Asset and capital structure

Bayer Group Summary Statements of Financial Position   [Table 17]
  Dec. 31,
2014
March 31,
2015
June 30,
2015
  € million € million € million
Noncurrent assets 48,007 51,689 49,462
Current assets 22,227 24,951 25,975
Assets held for sale and discontinued operations 183
Total current assets 22,227 24,951 26,158
Total assets 70,234 76,640 75,620
       
Equity 20,218 21,863 22,423
Noncurrent liabilities 34,513 34,514 32,433
Current liabilities 15,503 20,263 20,650
Liabilities directly related to assets held for sale and discontinued operations 114
Total current liabilities 15,503 20,263 20,764
Liabilities 50,016 54,777 53,197
Total equity and liabilities 70,234 76,640 75,620

Total assets fell by €1.0 billion against March 31, 2015, to €75.6 billion. Noncurrent assets decreased by €2.2 billion to €49.5 billion, largely due to currency effects and lower deferred tax assets. Total current assets rose by €1.0 billion to €26.2 billion, mainly due to an increase in the cash position.

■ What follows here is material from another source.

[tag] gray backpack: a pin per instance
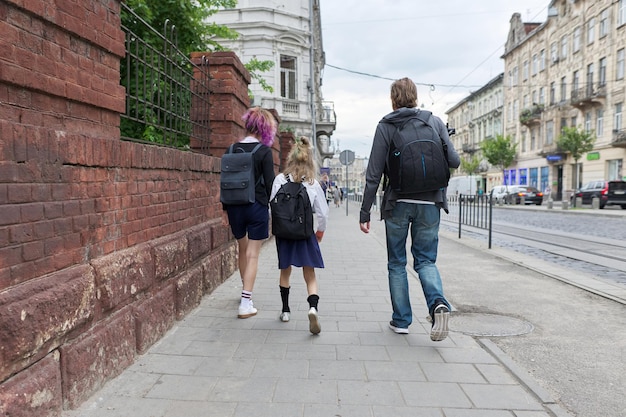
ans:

Equity increased by €0.5 billion to €22.4 billion, lifted by income after income taxes of €1.1 billion, the €1.7 billion decrease – recognized outside profit or loss – in post-employment benefit obligations and changes of €0.1 billion in the cash flow hedges. The €1.9 billion dividend payment and €0.5 billion in negative exchange differences had an offsetting effect. The equity ratio (equity coverage of total assets) as of June 30, 2015, was 29.7% (March 31, 201528.5%).

Liabilities fell by €1.6 billion in the second quarter of 2015 to €53.2 billion. Provisions for pensions and other post-employment benefits declined by €2.4 billion, while other provisions moved back by €0.4 billion. The €1.4 billion increase in financial liabilities resulted partly from the hybrid bond issuance and the commercial paper.

Net Defined Benefit Liability for Post-Employment Benefits   [Table 18]
  Dec. 31,
2014
March 31,
2015
June 30,
2015
  € million € million € million
Provisions for pensions and other post-employment benefits 12,236 13,594 11,176
Net defined benefit asset (41) (41) (43)
Net defined benefit liability for post-employment benefits 12,195 13,553 11,133

The net defined benefit liability for post-employment benefits declined by €2.5 billion in the second quarter of 2015 to €11.1 billion, mainly due to an increase in long-term capital market interest rates for high-quality corporate bonds.